What to Include in Your AI Policy
AI policies are all about establishing a company’s boundaries, and when dealing with generative AI, those boundaries tend to be the same. Your policy will likely need to cover these core concepts, with a section dedicated to each.
Definitions
Anyone who has taken a debate class can tell you the importance of a definition: Every single party involved in a policy must be operating under the same definitions, or else they’ll disagree on the application of those concepts. Opening with defining terms like “GenAI,” “Prompt engineering,” or “Foundational models” will help guide the rest of the policy.
Ethics statements
This section allows for broad statements that establish your company’s stance on typical ethical questions, which may include:
- Transparency: Explain AI decision-making where possible.
- Nondiscrimination: Prevent biases in AI models.
- Privacy: Ensure compliance with GDPR, CCPA, and other data laws.
- Accountability: Clearly define responsibility for AI outcomes.
- Human oversight: Specify when human intervention is required in AI decisions.

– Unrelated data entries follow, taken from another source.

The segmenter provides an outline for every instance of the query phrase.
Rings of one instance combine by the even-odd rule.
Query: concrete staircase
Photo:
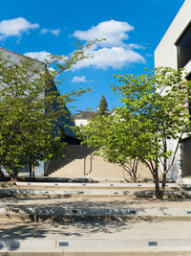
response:
[[[117,177],[129,178],[122,167],[108,163],[101,156],[93,155],[94,150],[84,145],[69,145],[63,150],[65,156],[51,160],[47,174],[53,177]],[[152,178],[149,170],[140,165],[138,177]]]

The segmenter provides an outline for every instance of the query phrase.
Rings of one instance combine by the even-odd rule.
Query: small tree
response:
[[[132,151],[129,129],[118,115],[96,116],[91,123],[80,128],[81,138],[96,153],[110,163],[121,166],[137,181],[138,157],[129,156]]]
[[[59,84],[57,76],[84,58],[81,45],[61,64],[63,58],[56,56],[45,64],[21,56],[12,61],[5,53],[0,55],[0,166],[11,178],[25,164],[38,166],[66,145],[57,131],[70,118],[66,104],[88,90],[60,95],[53,81]],[[50,65],[53,72],[48,72]]]
[[[102,95],[99,101],[99,105],[97,107],[97,115],[108,115],[108,104],[104,95]]]
[[[191,82],[183,79],[182,70],[159,68],[155,74],[116,76],[122,85],[113,86],[121,95],[124,104],[118,115],[125,120],[132,132],[133,151],[130,157],[138,157],[153,175],[156,197],[163,198],[166,176],[183,136],[190,135],[191,124],[188,111]],[[174,151],[168,140],[174,140]],[[159,166],[162,171],[159,187]]]

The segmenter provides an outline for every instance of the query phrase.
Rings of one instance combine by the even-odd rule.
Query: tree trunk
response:
[[[4,179],[5,179],[4,173],[0,169],[0,180],[4,180]]]
[[[161,199],[163,199],[165,186],[166,186],[166,172],[164,172],[163,175],[162,175],[162,182],[161,182],[161,188],[160,188],[160,198],[161,198]]]
[[[11,172],[8,172],[10,174],[11,180],[14,180],[18,178],[18,170],[11,170]]]
[[[158,167],[156,167],[155,170],[153,171],[153,177],[154,177],[154,181],[155,181],[156,198],[160,199]]]

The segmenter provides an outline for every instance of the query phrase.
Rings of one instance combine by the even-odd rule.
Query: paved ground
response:
[[[11,189],[14,188],[15,185],[11,186]],[[78,209],[79,215],[82,212],[90,213],[91,211],[93,214],[97,214],[102,209],[109,211],[109,213],[114,210],[125,213],[126,209],[136,209],[136,214],[163,215],[169,217],[169,221],[157,221],[157,220],[150,220],[150,221],[140,221],[139,220],[138,221],[134,219],[131,221],[119,219],[117,221],[97,218],[95,221],[76,221],[75,220],[75,221],[68,222],[24,221],[24,219],[16,221],[14,218],[11,218],[11,215],[4,212],[5,209],[11,208],[19,209],[15,214],[21,216],[20,220],[22,220],[23,213],[29,214],[34,208],[43,208],[47,213],[54,213],[56,209],[58,211]],[[20,254],[17,254],[19,256],[40,255],[38,254],[39,251],[52,251],[52,254],[49,255],[53,255],[55,251],[63,252],[64,254],[58,255],[70,256],[191,255],[191,221],[183,218],[181,221],[173,221],[172,218],[179,215],[181,217],[186,215],[191,218],[191,200],[188,199],[155,200],[132,198],[130,197],[117,198],[114,196],[79,197],[76,198],[2,198],[0,200],[0,215],[2,213],[6,213],[7,219],[5,219],[6,221],[3,218],[0,219],[0,255],[3,255],[1,254],[3,251],[10,251],[10,253],[17,251],[20,252]],[[76,213],[74,215],[75,216]],[[151,246],[149,243],[151,243]],[[26,250],[38,252],[37,254],[23,254]],[[73,254],[67,254],[70,251]],[[96,251],[97,254],[94,254]],[[121,254],[118,254],[119,251]],[[139,253],[142,251],[143,254],[134,254],[133,251],[139,251]],[[75,252],[81,252],[81,254]]]
[[[1,239],[191,239],[190,221],[12,222],[0,225]]]

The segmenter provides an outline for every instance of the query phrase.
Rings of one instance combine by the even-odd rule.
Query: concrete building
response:
[[[21,58],[21,57],[23,58],[23,56],[17,54],[17,53],[14,53],[14,52],[11,52],[10,50],[7,50],[7,49],[4,49],[4,48],[1,48],[0,47],[0,53],[2,54],[3,58],[10,58],[12,62],[19,62],[19,58]],[[25,58],[28,58],[28,57],[25,57]],[[42,65],[44,65],[42,63]],[[53,81],[50,81],[51,83],[51,90],[53,91],[55,91],[57,94],[59,94],[54,82]],[[9,86],[9,84],[8,84]],[[46,92],[45,92],[46,93]],[[42,96],[43,97],[43,96]],[[53,107],[56,107],[53,106]],[[70,120],[70,117],[66,117],[66,116],[60,116],[60,118],[58,119],[57,121],[57,130],[58,128],[59,129],[63,129],[64,130],[64,133],[66,134],[66,137],[65,137],[65,141],[68,142],[70,144],[70,142],[72,141],[72,144],[74,142],[74,132],[70,129],[69,126],[74,126],[74,124]],[[34,168],[34,172],[35,172],[35,176],[44,176],[47,173],[47,170],[49,168],[49,164],[50,164],[50,161],[41,161],[40,162],[40,165],[38,167],[35,167]],[[5,169],[2,168],[2,171],[6,174],[5,172]],[[29,175],[29,173],[30,173],[30,165],[26,165],[26,168],[23,169],[19,175]]]
[[[90,123],[90,119],[95,115],[94,112],[91,111],[80,111],[79,113],[74,115],[74,124],[77,127],[86,126]]]
[[[185,0],[175,19],[155,51],[156,67],[184,68],[185,79],[191,80],[191,0]],[[176,141],[169,141],[169,150],[175,150]],[[191,138],[183,140],[168,178],[175,181],[191,180]]]

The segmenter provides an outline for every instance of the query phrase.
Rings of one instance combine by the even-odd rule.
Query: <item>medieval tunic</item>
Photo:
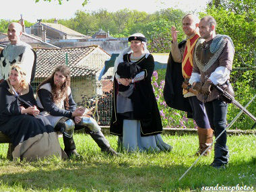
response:
[[[232,69],[234,49],[232,40],[227,36],[217,35],[211,40],[198,40],[194,51],[194,65],[189,83],[210,79],[215,85],[222,84],[229,79]],[[197,98],[205,102],[206,112],[215,137],[218,137],[214,146],[214,160],[212,166],[220,167],[228,162],[228,148],[226,146],[227,104],[219,98],[214,88],[210,95],[197,94]],[[220,135],[222,134],[222,135]]]
[[[229,72],[232,70],[234,53],[232,42],[230,40],[225,36],[217,35],[207,42],[203,40],[197,42],[194,51],[193,73],[200,74],[200,76],[196,77],[197,79],[193,77],[191,81],[189,81],[190,83],[201,81],[204,84],[208,78],[216,85],[226,82],[229,78]],[[225,68],[226,71],[225,69],[220,71],[218,72],[220,75],[214,73],[216,69],[222,70],[222,68]],[[226,71],[228,72],[226,72]],[[225,72],[225,75],[223,75],[222,72]],[[212,77],[214,75],[217,79],[220,79],[219,82]],[[221,79],[222,78],[224,79]],[[203,102],[214,100],[218,97],[219,93],[216,89],[212,90],[207,98],[204,97],[201,93],[197,94],[197,98]]]
[[[0,84],[0,131],[10,138],[15,148],[13,159],[61,156],[58,138],[49,121],[41,115],[22,114],[20,106],[28,106],[14,94],[7,81]],[[19,97],[32,106],[36,105],[30,85]]]
[[[31,77],[34,77],[32,73],[35,72],[35,54],[30,45],[23,42],[9,44],[0,53],[0,80],[8,78],[11,65],[21,65],[20,67],[26,71],[27,82],[30,82]]]
[[[131,54],[125,54],[123,56],[123,61],[131,62],[130,57]],[[150,147],[155,150],[168,150],[170,148],[170,146],[165,143],[160,135],[162,131],[162,125],[151,84],[151,77],[154,67],[153,56],[149,55],[148,57],[146,57],[144,55],[134,63],[141,67],[142,71],[145,71],[145,77],[134,83],[133,92],[129,97],[132,104],[132,111],[127,113],[119,113],[117,111],[118,82],[115,78],[114,79],[113,106],[110,131],[114,135],[128,137],[128,140],[131,142],[138,139],[137,145],[139,150],[148,150]],[[127,127],[125,130],[123,129],[125,126]],[[138,138],[135,138],[134,135],[133,137],[129,131],[129,127],[137,127]],[[125,131],[125,133],[123,132]],[[130,132],[131,132],[131,128]],[[152,135],[155,136],[146,137]],[[145,137],[145,139],[141,136]],[[147,140],[146,141],[148,143],[147,146],[143,146],[143,140]]]
[[[75,110],[76,104],[73,99],[70,87],[67,88],[67,96],[69,98],[69,110],[65,110],[65,98],[61,98],[59,103],[53,102],[50,83],[42,85],[38,90],[36,99],[38,107],[42,110],[40,114],[48,119],[53,127],[63,117],[71,118],[72,112]]]

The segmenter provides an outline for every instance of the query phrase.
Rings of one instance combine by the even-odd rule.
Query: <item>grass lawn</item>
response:
[[[117,137],[107,136],[117,149]],[[180,177],[197,159],[196,135],[163,135],[170,152],[133,153],[111,157],[92,139],[75,134],[82,161],[52,158],[34,162],[6,160],[7,144],[0,144],[0,191],[200,191],[202,187],[250,186],[256,189],[255,135],[228,138],[230,163],[226,169],[209,166],[214,153],[203,157],[188,174]],[[62,138],[60,138],[63,146]]]

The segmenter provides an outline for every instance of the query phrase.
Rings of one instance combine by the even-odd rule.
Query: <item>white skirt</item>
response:
[[[123,147],[128,152],[139,151],[170,151],[172,146],[164,142],[161,135],[141,136],[140,121],[123,120]]]

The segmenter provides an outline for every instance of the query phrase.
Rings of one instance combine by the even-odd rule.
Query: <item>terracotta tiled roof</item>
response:
[[[53,47],[58,48],[58,46],[55,46],[53,44],[51,44],[50,43],[42,41],[38,38],[35,37],[34,36],[26,34],[26,33],[22,33],[22,36],[20,37],[20,40],[22,42],[24,42],[28,44],[46,44],[49,46],[51,46]],[[0,44],[8,44],[10,42],[8,39],[8,37],[5,37],[5,38],[0,39]]]
[[[57,65],[66,65],[66,54],[71,77],[95,75],[101,69],[90,65],[86,66],[86,63],[82,65],[79,62],[96,49],[102,50],[98,45],[75,48],[35,49],[37,53],[36,77],[47,77]]]
[[[55,30],[57,30],[60,32],[62,32],[67,35],[71,35],[71,36],[84,36],[87,38],[90,38],[89,36],[87,36],[82,33],[77,32],[76,31],[74,31],[71,30],[71,28],[67,28],[66,26],[59,24],[53,24],[53,23],[44,23],[44,22],[41,22],[42,24],[46,25],[47,26],[51,27]]]

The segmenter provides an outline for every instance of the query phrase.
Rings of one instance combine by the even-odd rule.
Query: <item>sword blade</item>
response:
[[[237,100],[232,99],[232,103],[240,108],[243,113],[247,115],[251,119],[256,122],[256,117],[254,117],[250,112],[249,112],[245,107],[243,107]]]

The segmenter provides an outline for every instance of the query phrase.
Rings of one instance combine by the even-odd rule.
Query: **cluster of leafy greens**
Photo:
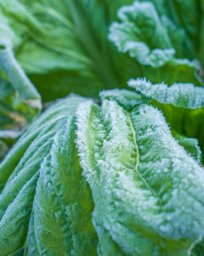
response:
[[[203,256],[203,0],[0,19],[0,255]]]

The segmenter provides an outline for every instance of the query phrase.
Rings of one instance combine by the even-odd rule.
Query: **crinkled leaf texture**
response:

The rest of the policy should follow the spirit of these principles by explaining them in further detail.
Practical AI use
You’ll want to cover the practical uses of AI that are permitted for your employees. This might differ by department or by employee, but it establishes the boundaries of how generative AI should be used. This includes details like what data sets are allowed, what projects can include AI, and how employees should incorporate AI.
Legal AI use
Incorporate your legal concerns. To what extent is personal data allowed to be given to AI chatbots, if at all? How does such a practice conflict with the company’s pre-existing guidelines that protect their intellectual property and copyrighted material? Can AI be used to track employee output ethically, in an attempt to boost productivity? Establish what applications of AI are not allowed within your company.
Security concerns
Establish an AI system security protocol that addresses all internal AI use. If your company will be training its own AI model, you’ll want to establish a risk assessment process first. In most cases, however, you’ll just need to create a regular audit process to ensure that the policy is being followed.
Prohibited practices or tools
You may want to entirely ban the casual use of generative AI during company time. This isn’t an unpopular stance: Research from early 2024 found that one in four companies had banned the use of generative AI by their employees.
If you’re not outright banning the practice, you may want to outline which specific tools may be used. Should Deepseek be banned at your organization? If you’re the New York State government, it already is.